Faire le choix national, et donc politique, d’éviter la question nationale demeure une posture orientée depuis LA question nationale. En ce sens, Legault ne règlera et n’évitera pas cette question taboue, soit celle qui divise fédéralistes et indépendantistes. Au contraire, il lui redonne sens puisqu’en réintroduisant la nation en tant que facteur de légitimité, il anime l’idée de faire nation et de fait, revitalise les postures indépendantistes et fédéralistes. On pourrait alors se demander si l’incohérence de Legault en ce qui a trait à la question nationale pourrait se retourner contre lui. En effet, dès lors que la CAQ fait de l’intérêt national du Québec sa marque de commerce tout en refusant de se positionner sur la question nationale, elle alimente malgré elle les questions existentielles qu’elle veut écarter. Par conséquent, combien de temps Legault pourra t-il encore tergiverser et persister dans l’économie de ces débats sans en subir les répercussions au niveau des appuis politiques ?
En ce sens, il est permis de s’interroger à savoir dans quelle mesure l’arrivée d’Option nationale, la stabilité de Québec Solidaire et la remontée du Parti Québécois dans l’opinion publique peuvent-elles s’expliquer par l’ « effet Legault » ? Évoquer le fait que « Les Québécois forment une nation » (1) est une chose, mais cela ne constitue pas en soi une solution nationale. C’est là à mon avis ce que Legault devra réaliser sans quoi les partis souverainistes seront peut-être les premiers bénéficiaires de son instrumentalisation de l’idée de la nation.
Concluons par la culture.
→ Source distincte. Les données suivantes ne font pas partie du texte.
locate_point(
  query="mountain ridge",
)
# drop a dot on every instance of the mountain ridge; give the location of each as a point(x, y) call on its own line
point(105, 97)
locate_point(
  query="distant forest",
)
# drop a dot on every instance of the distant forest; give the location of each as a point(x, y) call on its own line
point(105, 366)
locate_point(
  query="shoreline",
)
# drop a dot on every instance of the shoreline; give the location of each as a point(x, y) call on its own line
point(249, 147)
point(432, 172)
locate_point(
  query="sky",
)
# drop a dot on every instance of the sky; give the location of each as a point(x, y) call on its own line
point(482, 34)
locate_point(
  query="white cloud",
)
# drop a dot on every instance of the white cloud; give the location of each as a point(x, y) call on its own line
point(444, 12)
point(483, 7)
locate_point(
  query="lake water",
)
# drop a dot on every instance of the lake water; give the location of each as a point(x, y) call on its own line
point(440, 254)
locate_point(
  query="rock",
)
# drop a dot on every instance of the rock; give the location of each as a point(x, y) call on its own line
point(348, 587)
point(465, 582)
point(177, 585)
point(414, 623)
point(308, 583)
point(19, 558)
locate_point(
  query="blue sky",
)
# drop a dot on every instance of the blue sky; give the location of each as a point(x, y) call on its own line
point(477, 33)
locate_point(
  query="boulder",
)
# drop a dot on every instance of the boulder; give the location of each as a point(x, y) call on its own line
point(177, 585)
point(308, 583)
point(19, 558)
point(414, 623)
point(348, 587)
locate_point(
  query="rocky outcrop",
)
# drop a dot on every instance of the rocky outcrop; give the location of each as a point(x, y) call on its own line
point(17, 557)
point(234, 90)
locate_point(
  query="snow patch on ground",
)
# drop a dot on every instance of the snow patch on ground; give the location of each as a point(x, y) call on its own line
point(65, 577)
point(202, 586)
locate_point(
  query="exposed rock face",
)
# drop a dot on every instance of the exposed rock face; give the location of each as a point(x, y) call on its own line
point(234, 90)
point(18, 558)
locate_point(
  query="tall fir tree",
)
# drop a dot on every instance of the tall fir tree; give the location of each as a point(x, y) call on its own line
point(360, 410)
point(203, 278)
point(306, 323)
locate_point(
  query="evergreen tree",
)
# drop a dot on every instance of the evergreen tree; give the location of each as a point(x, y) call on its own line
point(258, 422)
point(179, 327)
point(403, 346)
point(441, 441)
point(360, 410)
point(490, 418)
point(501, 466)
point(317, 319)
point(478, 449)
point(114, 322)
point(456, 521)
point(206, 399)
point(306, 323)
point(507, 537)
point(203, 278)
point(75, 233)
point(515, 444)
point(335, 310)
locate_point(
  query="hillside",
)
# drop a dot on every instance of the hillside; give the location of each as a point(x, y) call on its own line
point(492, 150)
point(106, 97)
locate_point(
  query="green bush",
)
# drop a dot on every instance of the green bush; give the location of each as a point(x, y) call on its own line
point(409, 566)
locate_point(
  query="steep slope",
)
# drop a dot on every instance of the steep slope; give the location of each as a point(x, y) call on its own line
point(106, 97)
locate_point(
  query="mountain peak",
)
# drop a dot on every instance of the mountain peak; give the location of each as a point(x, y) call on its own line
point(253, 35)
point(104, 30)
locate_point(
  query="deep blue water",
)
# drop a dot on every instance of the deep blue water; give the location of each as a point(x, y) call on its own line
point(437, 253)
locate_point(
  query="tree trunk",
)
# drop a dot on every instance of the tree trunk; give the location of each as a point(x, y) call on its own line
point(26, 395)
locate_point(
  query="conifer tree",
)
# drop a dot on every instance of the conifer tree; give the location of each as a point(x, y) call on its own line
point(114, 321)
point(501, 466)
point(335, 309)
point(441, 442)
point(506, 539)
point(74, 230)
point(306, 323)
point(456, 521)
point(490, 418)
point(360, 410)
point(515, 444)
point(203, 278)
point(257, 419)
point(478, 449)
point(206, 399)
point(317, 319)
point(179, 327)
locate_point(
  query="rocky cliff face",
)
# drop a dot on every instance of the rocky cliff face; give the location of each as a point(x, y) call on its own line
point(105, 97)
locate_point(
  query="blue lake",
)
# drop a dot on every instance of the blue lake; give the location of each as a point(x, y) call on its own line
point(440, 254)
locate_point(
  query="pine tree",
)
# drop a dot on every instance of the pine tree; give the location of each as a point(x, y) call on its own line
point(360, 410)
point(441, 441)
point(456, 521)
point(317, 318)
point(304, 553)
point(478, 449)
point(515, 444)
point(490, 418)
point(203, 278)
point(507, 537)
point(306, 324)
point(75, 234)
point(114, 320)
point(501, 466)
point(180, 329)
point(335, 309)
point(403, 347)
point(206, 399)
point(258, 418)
Legault affirme que les principaux défis sur le plan culturel de la nation québécoise sont de « stimuler la demande pour les produits, […] accentuer les efforts afin d’aider à l’exportation des produits […] et assurer un financement adéquat des grands événements touristiques à contenu culturel [5] ». Avec une telle conceptualisation des enjeux en matière de culture nationale, il est à se demander si les québécois peuvent aspirer à être autre chose qu’une ressource naturelle renouvelable et exportable contribuant à l’augmentation du PIB désormais synonyme de l’état de l’État…
Miguel B Longpré
Mars 2012

NOTES

[1Texte fondateur de la Coalition pour l’avenir du Québec en ligne : http://www.coalitionavenir.org/

[2Ibid. Texte fondateur de la Coalition pour l’avenir du Québec

[3La Coalition pour l’avenir du Québec sur http://www.radiocanada.ca/nouvelles/Politique/2011/06/27/001-coalition-avenir-quebec.shtml

[4Ibid. Texte fondateur de la Coalition pour l’avenir du Québec.